We break into laughter, so loud and raucous that I don’t notice my father returning until he sets a crate of ripe fertilizer right at our feet. I cringe, but Magda lurches upright, her gaze inquisitive.
“Is that animal feces?” she asks, with awe coloring her voice rather than the disgust I think would be standard for a girl of her age. “Like cow poop?”
“Genuine, goddamn cow shit,” Daddy says with a chuckle. “Don’t go repeating that. This stuff we put on the flowers though, not in the vegetable garden. But it makes the flowers bloom really nice, especially those damn crotchety lilies.”
Magda listens to him wide-eyed, absorbing every detail.

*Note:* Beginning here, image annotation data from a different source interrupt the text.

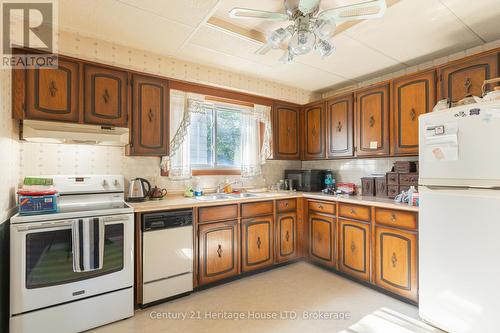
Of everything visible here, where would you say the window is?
[190,105,258,170]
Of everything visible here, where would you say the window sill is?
[191,169,241,176]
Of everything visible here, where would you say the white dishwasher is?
[142,209,193,306]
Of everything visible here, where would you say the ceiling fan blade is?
[318,0,387,24]
[229,8,288,21]
[299,0,320,14]
[254,43,272,55]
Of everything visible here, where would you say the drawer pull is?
[391,252,398,268]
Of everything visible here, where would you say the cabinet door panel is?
[274,105,300,160]
[326,95,354,158]
[132,76,169,156]
[309,214,335,266]
[84,65,128,127]
[304,104,325,160]
[356,84,389,156]
[439,53,499,102]
[340,220,370,281]
[241,216,274,272]
[391,71,436,155]
[26,59,80,122]
[375,227,418,301]
[198,221,239,285]
[276,212,297,262]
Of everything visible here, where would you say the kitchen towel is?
[71,217,104,272]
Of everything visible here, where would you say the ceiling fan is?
[229,0,387,63]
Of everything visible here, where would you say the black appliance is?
[285,169,330,192]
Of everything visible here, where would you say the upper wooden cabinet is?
[241,216,274,272]
[198,221,239,285]
[25,59,80,122]
[391,71,436,155]
[356,83,389,156]
[438,52,499,102]
[326,94,354,158]
[274,104,300,160]
[304,103,326,160]
[130,75,169,156]
[83,65,128,127]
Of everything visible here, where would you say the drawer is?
[241,201,273,218]
[276,199,297,213]
[198,205,238,223]
[308,201,335,215]
[375,208,417,230]
[339,203,371,222]
[399,173,418,186]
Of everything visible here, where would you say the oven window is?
[26,223,124,289]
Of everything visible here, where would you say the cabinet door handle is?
[391,252,398,268]
[369,115,375,127]
[49,80,57,97]
[410,108,417,121]
[102,89,110,104]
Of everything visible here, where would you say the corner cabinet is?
[391,71,436,155]
[83,65,129,127]
[326,94,354,158]
[130,75,169,156]
[438,52,499,102]
[273,104,300,160]
[241,216,274,272]
[303,103,326,160]
[355,83,390,157]
[24,59,80,122]
[198,220,240,285]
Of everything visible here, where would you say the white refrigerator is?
[419,102,500,333]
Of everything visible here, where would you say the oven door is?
[10,214,134,315]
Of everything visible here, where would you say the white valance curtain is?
[161,90,273,180]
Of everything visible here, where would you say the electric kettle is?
[127,178,151,202]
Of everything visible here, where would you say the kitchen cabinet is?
[375,226,418,302]
[83,64,129,127]
[355,83,390,157]
[241,215,274,272]
[438,52,499,102]
[304,103,326,160]
[273,104,300,160]
[339,219,371,281]
[276,212,297,262]
[326,94,354,158]
[25,59,80,122]
[198,220,240,285]
[130,75,169,156]
[309,212,336,266]
[391,71,436,155]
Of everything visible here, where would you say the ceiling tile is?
[59,0,193,55]
[345,0,481,65]
[441,0,500,42]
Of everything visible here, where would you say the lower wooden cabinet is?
[241,216,274,272]
[339,219,371,281]
[276,212,297,262]
[375,226,418,301]
[198,221,240,285]
[309,213,335,266]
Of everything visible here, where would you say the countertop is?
[128,191,418,213]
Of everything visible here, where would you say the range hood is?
[19,120,129,147]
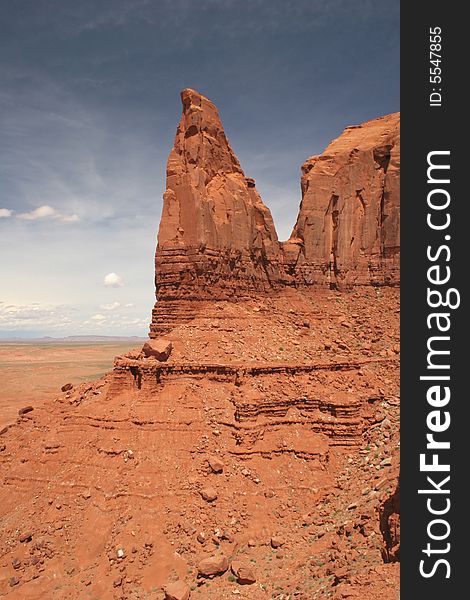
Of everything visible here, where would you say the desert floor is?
[0,341,138,429]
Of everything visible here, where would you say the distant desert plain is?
[0,338,141,429]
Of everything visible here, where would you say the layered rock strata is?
[154,89,281,336]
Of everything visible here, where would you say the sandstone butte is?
[0,89,400,600]
[151,89,400,336]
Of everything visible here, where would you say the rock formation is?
[151,89,281,335]
[150,89,400,337]
[284,113,400,288]
[0,90,400,600]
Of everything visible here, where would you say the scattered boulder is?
[164,580,191,600]
[207,456,224,473]
[197,554,229,577]
[231,561,256,585]
[142,339,173,362]
[18,531,33,543]
[199,487,217,502]
[271,535,284,548]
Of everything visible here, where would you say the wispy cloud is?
[100,302,121,310]
[0,204,80,223]
[0,302,72,329]
[103,273,124,287]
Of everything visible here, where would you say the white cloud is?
[91,313,106,322]
[0,302,72,329]
[100,302,121,310]
[15,204,80,223]
[103,273,124,287]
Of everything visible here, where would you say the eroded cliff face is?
[150,89,400,337]
[284,113,400,289]
[156,89,279,292]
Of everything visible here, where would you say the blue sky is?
[0,0,399,337]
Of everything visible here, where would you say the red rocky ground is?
[0,90,400,600]
[0,287,399,600]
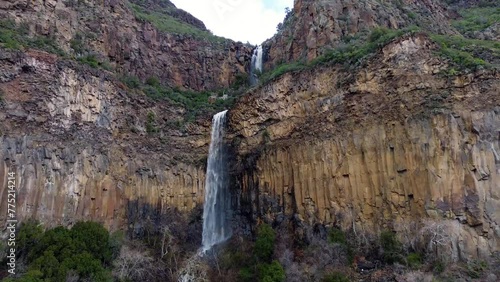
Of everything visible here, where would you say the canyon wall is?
[229,34,500,259]
[263,0,457,70]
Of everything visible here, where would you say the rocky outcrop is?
[263,0,456,70]
[0,50,210,229]
[0,0,251,91]
[229,35,500,259]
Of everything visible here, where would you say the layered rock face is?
[0,0,251,91]
[0,50,210,229]
[263,0,456,70]
[230,35,500,259]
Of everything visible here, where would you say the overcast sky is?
[171,0,293,45]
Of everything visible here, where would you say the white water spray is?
[202,111,232,252]
[250,45,263,85]
[251,45,262,72]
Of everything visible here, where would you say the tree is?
[254,224,276,262]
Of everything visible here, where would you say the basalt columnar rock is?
[0,50,210,229]
[0,0,251,91]
[229,34,500,259]
[263,0,457,70]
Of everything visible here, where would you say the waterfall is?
[250,45,263,85]
[202,111,231,252]
[177,111,232,282]
[252,45,262,72]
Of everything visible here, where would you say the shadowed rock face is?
[229,35,500,258]
[0,0,251,91]
[263,0,456,70]
[0,51,210,229]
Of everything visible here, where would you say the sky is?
[170,0,293,45]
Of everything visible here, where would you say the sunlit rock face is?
[263,0,457,69]
[229,35,500,258]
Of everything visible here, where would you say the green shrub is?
[453,7,500,34]
[71,221,112,265]
[328,228,347,246]
[146,76,160,87]
[129,3,226,43]
[260,26,419,84]
[432,260,446,274]
[406,253,423,269]
[257,260,286,282]
[254,224,276,261]
[146,112,158,134]
[467,260,488,279]
[16,220,43,254]
[78,55,111,70]
[431,34,500,70]
[321,272,350,282]
[14,222,113,281]
[120,75,141,89]
[238,267,255,282]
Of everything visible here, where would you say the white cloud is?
[171,0,293,45]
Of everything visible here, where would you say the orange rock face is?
[230,35,500,257]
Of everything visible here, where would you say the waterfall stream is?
[202,111,231,252]
[250,45,263,85]
[178,111,232,282]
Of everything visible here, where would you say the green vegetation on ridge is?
[260,24,500,84]
[260,27,418,84]
[453,7,500,34]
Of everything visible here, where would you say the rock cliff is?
[230,34,500,259]
[0,50,210,229]
[263,0,456,70]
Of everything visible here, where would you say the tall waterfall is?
[251,45,262,72]
[202,111,231,252]
[250,45,263,85]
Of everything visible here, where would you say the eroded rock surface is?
[229,35,500,258]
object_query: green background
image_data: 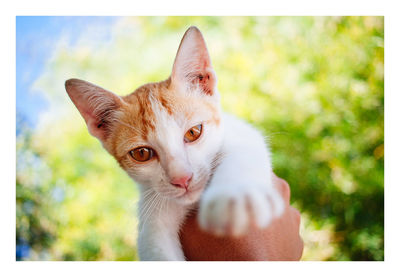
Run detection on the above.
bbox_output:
[16,17,384,260]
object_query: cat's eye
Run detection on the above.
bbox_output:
[129,147,154,162]
[183,124,203,142]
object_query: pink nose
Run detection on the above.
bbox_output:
[171,173,193,190]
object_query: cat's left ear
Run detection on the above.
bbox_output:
[171,26,217,95]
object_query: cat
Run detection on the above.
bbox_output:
[65,26,284,261]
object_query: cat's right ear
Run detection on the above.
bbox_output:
[65,79,122,142]
[171,26,217,95]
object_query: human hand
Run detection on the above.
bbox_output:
[180,175,303,261]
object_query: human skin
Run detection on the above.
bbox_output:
[180,174,303,261]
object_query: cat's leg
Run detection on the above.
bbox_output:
[138,193,185,261]
[199,116,284,235]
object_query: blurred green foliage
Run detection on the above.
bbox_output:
[17,17,384,260]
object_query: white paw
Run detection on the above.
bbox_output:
[199,181,285,236]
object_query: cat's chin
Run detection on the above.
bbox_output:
[174,187,204,205]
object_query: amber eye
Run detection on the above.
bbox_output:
[184,124,203,142]
[129,147,154,162]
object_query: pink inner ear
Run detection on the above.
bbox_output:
[172,27,216,95]
[196,71,214,95]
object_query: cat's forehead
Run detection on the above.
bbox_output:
[116,79,217,140]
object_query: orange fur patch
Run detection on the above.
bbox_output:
[105,78,220,166]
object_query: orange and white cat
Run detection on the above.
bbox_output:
[65,27,284,260]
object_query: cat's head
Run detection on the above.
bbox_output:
[65,27,223,204]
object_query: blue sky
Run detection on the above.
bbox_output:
[16,16,117,127]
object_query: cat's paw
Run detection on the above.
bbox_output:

When she looks up and spots my expression, she giggles. “It’s like plant food,” she explains, revealing a hint of her intellect. “It contains nutrients and microbes that help them grow.”
“Right you are, Missy,” Daddy says. “Why don’t you come with me and we’ll sprinkle this around. Let’s let Tiffy go get some rest—” he shoots me an apologetic glance. “You look wrecked, sweetheart.”
“Thanks, Daddy…”
Considering that both parents have mentioned my appearance in a negative way, I decide to take the hint and enter the house, heading up for my old room. In so many ways, it’s just as I left it. Juvenile—decorated in shades of bright pink—childish, and superficial. The girl who once slept beneath this frothy, bubblegum-colored canopy spent her final nights here dreaming of what life would be like as Mrs. James Walker. Boy, what a letdown that turned out to be.
Nearly ten years later and this Tiffy has learned her lesson. Dreaming is for fools. But even as I strip my clothing, change into a nightgown, and crawl beneath my old hot pink comforter, a man sneaks into my head regardless.
His presence is more consuming than Jim could ever hope to be.
He’s insistent, promising me the world…
But all I seem capable of doing is spitting onto his hand.